HOGE RAAD DER NEDERLANDEN
STRAFKAMER
Nummer22/02193
Datum11 juni 2024
ARREST
op het beroep in cassatie tegen een arrest van het gerechtshof Den Haag van 7 juni 2022, nummer 22-002827-20, in de strafzaak
tegen
[verdachte] ,
geboren in [geboorteplaats] op [geboortedatum] 1989,
hierna: de verdachte.

1.Procesverloop in cassatie

Het beroep is ingesteld door de verdachte. Namens deze hebben T.M.D. Buruma en F.T.C. Dölle, beiden advocaat in Amsterdam, bij schriftuur cassatiemiddelen voorgesteld. De schriftuur is aan dit arrest gehecht en maakt daarvan deel uit.
De advocaat-generaal B.F. Keulen heeft geconcludeerd tot vernietiging van de bestreden uitspraak, maar uitsluitend wat betreft de hoogte van de opgelegde gevangenisstraf, tot vermindering daarvan aan de hand van de gebruikelijke maatstaf en tot verwerping van het beroep voor het overige.
De raadslieden van de verdachte hebben daarop schriftelijk gereageerd.
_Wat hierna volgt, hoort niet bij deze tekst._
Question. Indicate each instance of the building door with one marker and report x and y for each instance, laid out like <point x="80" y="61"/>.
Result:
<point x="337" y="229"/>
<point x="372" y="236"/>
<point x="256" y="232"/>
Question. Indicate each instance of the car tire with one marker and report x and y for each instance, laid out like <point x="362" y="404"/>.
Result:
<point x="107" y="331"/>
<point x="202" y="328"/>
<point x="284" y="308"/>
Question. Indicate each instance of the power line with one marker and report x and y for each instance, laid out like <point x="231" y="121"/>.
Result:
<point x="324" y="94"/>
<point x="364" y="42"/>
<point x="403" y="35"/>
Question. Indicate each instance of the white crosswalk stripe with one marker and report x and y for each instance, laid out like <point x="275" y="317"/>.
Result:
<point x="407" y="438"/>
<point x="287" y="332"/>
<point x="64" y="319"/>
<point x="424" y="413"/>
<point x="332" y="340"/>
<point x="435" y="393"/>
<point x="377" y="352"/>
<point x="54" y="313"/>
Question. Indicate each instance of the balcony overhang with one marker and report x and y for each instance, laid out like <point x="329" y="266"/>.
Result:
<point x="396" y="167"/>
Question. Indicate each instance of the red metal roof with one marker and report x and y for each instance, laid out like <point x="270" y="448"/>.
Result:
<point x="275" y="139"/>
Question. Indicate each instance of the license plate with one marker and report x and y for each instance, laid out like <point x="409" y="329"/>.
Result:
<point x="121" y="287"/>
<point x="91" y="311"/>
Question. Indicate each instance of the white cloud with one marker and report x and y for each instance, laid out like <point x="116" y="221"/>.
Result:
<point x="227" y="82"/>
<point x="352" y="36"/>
2.Beoordeling van het zesde cassatiemiddel

2.1
Het cassatiemiddel klaagt dat in de cassatiefase de redelijke termijn als bedoeld in artikel 6 lid 1 van het Europees Verdrag tot bescherming van de rechten van de mens en de fundamentele vrijheden is overschreden omdat de stukken te laat door het hof zijn ingezonden.
2.2
Het cassatiemiddel is gegrond. Dit moet leiden tot vermindering van de opgelegde gevangenisstraf van vijf jaren en tien maanden.

3.Beoordeling van de overige cassatiemiddelen

De Hoge Raad heeft ook de overige klachten over de uitspraak van het hof beoordeeld. De uitkomst hiervan is dat deze klachten – wat betreft het derde cassatiemiddel mede gelet op de gronden die in rubriek 3 zijn vermeld in het vandaag uitgesproken arrest in de zaak 22/02081, ECLI:NL:HR:2024:814 – niet kunnen leiden tot vernietiging van die uitspraak. De Hoge Raad hoeft niet verder te motiveren waarom hij tot dit oordeel is gekomen. Bij de beoordeling van deze klachten is het namelijk niet nodig om antwoord te geven op vragen die van belang zijn voor de eenheid of de ontwikkeling van het recht (zie artikel 81 lid 1 van de Wet op de rechterlijke organisatie).

4.Beslissing

De Hoge Raad:
- vernietigt de uitspraak van het hof, maar uitsluitend wat betreft de duur van de opgelegde gevangenisstraf;
- vermindert deze in die zin dat deze vijf jaren en zeven maanden beloopt;
- verwerpt het beroep voor het overige.
Dit arrest is gewezen door de vice-president V. van den Brink als voorzitter, en de raadsheren T. Kooijmans en C.N. Dalebout, in bijzijn van de waarnemend griffier H.J.S. Kea, en uitgesproken ter openbare terechtzitting van
11 juni 2024.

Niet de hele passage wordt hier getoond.